Rio de Janeiro; Nova Fronteira

 

Ler Guimarães Rosa sempre foi um desejo. Comecei por “Primeiras Estórias”, como uma preparação para o clássico “Grade sertão: veredas”. Não me arrependi. O livro é maravilhoso. São 21 contos em que a língua portuguesa é explorada em sua oralidade e enriquecida com neologismos.

Alguns contos me tocaram especialmente, além do clássico “As margens da alegria”, no qual transborda o afeto entre o menino e sua mãe.

“Famigerado” gira em torno dessa palavra. Um temido jagunço é chamado de famigerado por um rapaz que trabalha para o governo e vai ao farmacêutico, pessoa letrada do lugar, esclarecer o que significa a palavra: “─ Vosmecê agora que faça a boa obra de querer me ensinar o que é mesmo que é: famisgerado…faz-me-gerado…falmisgeraldo…famílias-gerado?”

Uma leitura mais desatenta (como a minha inicialmente) indicaria que o farmacêutico mentia ao dizer que famigerado se referia àquele que tem fama, que é importante, que merece respeito.

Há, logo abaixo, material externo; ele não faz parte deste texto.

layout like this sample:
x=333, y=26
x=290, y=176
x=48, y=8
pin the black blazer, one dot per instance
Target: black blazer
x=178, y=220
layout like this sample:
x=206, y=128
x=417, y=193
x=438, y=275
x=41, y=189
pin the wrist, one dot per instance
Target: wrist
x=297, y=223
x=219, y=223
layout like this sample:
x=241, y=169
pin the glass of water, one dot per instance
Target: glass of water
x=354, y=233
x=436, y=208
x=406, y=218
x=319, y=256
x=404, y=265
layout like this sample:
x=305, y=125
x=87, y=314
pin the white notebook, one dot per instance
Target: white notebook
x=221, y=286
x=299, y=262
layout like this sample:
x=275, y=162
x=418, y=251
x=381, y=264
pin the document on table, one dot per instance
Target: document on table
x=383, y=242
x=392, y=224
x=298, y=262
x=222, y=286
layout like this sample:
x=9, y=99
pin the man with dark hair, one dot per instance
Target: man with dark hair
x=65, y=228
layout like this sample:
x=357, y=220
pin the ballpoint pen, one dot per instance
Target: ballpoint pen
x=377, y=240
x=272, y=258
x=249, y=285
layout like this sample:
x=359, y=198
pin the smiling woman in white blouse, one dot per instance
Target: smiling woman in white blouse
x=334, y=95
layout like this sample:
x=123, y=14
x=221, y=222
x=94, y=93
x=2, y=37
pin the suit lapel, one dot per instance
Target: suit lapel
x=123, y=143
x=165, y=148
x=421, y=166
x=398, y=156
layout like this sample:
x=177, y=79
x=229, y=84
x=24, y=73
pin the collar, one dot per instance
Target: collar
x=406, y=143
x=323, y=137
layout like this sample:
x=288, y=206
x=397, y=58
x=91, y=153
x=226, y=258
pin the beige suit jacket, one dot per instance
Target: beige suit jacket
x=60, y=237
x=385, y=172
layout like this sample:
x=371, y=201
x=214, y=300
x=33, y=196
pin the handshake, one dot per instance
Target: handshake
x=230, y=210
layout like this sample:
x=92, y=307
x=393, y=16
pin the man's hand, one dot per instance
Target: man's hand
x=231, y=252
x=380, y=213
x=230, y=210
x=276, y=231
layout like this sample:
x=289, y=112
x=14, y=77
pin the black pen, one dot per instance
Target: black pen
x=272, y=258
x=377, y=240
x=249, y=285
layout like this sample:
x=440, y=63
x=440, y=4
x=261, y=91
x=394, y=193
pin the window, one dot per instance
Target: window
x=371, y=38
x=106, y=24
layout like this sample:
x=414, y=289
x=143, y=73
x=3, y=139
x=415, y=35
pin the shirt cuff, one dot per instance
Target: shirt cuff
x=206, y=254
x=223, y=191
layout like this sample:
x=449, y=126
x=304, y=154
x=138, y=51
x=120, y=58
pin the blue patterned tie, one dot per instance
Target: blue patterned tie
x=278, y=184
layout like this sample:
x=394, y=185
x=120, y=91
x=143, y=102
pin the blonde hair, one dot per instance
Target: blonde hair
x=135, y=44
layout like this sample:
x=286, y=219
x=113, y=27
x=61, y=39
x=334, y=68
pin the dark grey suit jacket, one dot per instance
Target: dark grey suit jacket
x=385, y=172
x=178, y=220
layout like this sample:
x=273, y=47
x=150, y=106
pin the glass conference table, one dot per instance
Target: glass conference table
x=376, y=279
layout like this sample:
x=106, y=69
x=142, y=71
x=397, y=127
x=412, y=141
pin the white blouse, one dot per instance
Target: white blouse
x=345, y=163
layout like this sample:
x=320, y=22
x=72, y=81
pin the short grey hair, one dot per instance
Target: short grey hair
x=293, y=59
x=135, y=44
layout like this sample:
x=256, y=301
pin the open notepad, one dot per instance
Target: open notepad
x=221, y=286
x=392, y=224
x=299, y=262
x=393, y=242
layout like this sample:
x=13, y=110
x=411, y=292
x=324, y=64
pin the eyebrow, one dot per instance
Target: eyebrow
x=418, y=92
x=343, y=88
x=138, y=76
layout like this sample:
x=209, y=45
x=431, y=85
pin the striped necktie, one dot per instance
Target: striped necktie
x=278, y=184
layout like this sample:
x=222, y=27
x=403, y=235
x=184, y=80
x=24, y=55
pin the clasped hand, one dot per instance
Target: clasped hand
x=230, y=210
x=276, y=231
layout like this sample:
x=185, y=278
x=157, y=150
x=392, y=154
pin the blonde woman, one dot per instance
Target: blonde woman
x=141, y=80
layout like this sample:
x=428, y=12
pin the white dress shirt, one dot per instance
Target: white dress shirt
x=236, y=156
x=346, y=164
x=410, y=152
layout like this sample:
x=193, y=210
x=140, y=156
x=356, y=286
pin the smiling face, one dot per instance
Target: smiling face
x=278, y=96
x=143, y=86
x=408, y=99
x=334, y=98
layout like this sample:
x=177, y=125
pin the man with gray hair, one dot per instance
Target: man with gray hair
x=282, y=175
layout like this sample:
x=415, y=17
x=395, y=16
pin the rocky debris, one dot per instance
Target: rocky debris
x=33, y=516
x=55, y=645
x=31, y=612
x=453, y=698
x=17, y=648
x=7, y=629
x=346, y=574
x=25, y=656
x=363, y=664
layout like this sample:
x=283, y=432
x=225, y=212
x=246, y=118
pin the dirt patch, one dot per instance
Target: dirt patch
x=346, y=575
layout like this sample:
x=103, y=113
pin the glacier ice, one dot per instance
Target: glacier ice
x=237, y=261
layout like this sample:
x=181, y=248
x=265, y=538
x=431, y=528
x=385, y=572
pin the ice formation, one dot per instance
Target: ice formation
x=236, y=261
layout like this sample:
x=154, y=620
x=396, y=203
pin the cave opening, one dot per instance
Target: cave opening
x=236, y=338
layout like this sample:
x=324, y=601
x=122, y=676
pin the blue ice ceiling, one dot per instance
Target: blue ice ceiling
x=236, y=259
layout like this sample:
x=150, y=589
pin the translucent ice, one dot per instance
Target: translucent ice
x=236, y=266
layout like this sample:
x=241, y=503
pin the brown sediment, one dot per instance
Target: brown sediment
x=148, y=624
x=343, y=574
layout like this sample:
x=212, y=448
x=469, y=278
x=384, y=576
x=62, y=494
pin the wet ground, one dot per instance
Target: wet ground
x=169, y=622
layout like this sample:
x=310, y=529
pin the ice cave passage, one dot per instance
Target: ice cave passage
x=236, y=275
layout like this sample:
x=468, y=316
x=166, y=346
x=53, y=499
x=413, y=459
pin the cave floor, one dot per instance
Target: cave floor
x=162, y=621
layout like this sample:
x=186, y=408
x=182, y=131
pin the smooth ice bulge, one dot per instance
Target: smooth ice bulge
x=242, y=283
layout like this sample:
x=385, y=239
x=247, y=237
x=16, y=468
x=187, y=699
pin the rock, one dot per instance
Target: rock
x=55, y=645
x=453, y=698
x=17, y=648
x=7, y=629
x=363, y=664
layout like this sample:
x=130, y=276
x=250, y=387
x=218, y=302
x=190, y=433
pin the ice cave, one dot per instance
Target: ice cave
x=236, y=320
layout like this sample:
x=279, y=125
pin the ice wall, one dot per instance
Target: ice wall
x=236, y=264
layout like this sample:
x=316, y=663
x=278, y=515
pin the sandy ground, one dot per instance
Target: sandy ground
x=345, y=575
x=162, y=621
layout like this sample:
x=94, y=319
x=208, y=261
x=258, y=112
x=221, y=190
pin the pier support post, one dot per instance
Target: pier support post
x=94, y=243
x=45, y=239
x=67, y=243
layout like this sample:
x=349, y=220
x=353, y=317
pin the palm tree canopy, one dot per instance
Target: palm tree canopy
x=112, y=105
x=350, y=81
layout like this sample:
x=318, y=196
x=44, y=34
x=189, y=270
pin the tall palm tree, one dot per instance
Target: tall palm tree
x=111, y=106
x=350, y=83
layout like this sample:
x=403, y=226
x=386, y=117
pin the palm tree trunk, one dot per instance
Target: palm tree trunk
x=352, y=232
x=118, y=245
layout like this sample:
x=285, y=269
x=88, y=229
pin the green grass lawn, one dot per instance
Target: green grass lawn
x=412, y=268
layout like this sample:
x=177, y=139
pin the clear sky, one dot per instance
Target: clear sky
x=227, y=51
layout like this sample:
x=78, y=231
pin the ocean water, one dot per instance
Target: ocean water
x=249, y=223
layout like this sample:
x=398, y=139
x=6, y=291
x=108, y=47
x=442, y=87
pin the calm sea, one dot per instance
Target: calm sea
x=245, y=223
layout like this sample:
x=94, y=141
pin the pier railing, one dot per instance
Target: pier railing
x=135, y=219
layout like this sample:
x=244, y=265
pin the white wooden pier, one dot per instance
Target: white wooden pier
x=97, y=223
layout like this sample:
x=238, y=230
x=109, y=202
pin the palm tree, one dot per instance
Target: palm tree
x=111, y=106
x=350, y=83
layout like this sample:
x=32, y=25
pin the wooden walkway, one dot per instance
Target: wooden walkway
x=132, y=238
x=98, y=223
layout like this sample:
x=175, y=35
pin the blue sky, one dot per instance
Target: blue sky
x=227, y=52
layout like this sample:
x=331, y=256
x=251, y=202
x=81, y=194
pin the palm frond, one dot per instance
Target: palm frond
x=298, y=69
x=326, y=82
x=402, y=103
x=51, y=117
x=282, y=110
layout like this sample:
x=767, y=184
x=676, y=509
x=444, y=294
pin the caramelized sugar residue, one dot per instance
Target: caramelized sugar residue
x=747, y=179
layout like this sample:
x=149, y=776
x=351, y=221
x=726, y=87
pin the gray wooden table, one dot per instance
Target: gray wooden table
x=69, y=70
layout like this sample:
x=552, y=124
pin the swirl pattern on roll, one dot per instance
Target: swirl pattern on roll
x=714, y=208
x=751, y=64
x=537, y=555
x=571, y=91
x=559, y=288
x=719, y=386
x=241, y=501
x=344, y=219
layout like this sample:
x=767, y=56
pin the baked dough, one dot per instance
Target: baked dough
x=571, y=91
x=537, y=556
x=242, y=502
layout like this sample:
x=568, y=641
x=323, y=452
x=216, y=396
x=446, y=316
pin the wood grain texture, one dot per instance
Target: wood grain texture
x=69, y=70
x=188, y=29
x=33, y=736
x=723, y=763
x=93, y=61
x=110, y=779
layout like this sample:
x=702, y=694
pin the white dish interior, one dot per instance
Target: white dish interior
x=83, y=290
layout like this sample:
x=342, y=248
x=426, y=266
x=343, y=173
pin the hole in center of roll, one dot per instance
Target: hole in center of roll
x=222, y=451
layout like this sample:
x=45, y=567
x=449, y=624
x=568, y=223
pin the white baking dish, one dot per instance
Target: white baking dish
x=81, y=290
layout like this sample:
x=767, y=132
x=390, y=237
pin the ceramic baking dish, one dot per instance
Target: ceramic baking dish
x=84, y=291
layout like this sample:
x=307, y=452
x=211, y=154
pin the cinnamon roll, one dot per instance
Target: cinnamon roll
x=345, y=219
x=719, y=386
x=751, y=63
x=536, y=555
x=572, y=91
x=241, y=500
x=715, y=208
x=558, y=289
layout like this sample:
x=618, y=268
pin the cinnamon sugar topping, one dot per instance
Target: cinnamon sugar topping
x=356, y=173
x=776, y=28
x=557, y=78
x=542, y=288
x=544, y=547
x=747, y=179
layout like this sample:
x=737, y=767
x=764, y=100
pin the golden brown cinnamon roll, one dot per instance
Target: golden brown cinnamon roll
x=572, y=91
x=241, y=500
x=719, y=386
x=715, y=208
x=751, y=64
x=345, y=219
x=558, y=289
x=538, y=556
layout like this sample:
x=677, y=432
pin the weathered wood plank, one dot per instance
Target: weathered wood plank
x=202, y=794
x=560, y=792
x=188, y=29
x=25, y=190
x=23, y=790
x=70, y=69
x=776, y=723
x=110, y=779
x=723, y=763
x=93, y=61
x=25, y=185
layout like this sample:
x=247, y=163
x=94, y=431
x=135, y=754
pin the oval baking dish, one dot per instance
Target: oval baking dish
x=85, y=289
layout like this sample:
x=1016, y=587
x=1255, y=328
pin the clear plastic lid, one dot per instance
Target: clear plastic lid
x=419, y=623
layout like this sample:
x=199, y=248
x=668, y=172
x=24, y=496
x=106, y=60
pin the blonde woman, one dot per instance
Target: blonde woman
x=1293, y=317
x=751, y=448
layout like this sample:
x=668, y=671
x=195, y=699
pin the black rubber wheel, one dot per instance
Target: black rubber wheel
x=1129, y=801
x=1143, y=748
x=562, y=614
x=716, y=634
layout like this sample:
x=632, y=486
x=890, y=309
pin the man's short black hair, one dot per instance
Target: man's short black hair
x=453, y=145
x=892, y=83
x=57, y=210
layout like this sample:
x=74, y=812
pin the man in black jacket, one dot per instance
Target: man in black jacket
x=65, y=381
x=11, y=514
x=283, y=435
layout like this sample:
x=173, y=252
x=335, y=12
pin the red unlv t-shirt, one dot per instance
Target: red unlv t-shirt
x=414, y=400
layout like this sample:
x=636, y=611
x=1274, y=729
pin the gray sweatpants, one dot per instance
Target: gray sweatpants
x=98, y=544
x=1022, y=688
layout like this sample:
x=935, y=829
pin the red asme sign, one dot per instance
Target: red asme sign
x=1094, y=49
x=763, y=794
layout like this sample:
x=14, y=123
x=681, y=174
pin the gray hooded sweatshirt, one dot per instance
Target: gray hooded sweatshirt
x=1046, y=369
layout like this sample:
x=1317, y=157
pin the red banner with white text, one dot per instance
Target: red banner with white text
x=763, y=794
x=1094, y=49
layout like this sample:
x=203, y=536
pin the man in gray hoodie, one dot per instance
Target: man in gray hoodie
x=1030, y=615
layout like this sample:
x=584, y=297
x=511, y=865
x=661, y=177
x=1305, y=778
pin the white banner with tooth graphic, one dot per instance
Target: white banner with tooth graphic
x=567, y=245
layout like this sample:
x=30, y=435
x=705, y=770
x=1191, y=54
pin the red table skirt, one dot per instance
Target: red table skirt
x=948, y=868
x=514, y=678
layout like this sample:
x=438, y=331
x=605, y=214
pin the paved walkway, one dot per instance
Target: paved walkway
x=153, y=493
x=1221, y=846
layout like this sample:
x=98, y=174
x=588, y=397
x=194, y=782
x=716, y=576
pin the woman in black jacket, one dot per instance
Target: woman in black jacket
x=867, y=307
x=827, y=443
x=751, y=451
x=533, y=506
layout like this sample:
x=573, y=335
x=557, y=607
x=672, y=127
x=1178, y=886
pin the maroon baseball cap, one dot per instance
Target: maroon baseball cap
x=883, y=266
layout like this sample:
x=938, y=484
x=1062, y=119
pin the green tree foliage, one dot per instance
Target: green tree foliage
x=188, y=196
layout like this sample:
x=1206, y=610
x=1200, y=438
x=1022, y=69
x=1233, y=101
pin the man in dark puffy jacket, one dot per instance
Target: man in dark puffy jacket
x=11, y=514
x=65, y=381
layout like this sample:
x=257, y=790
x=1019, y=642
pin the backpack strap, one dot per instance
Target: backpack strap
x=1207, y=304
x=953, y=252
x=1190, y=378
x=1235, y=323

A maioria de nós usa o termo como “maldito, desgraçado”. E talvez essa tenha sido a intenção do rapaz. Ao questionamento do jagunço sobre ter havido uma ofensa ou não, o farmacêutico também deixa espaços para dúvida: “─ Olhe: eu, como o sr. me vê, com vantagens, hum, o que eu queria um hora dessas era ser famigerado – bem famigerado, o mais que eu pudesse!…”

Em “Nada e a nossa condição”, o personagem principal, Tio Man´Antônio, um dos loucos iluminados de Guimarães Rosa, depois de viúvo, resolve doar quase tudo que tem àqueles que trabalham com ele. A partir do enterro da esposa inicia um movimento de desapego em que, ao se esvaziar de suas posses e abastecer seus próximos, gera as mais diversas atitudes.

Outros destaques: “A menina de lá”, “Os irmãos Dagobé”, “Fatalidade” e “A terceira margem do rio”, um dos mais famosos, que inclusive virou filme.

O livro “Primeiras Estórias”, publicado em 1962 pelo médico Guimarães Rosa, é poesia pura, nos sons, nas imagens. É um livro que encanta e emociona com seus personagens – crianças, santos, loucos, bandidos e animais.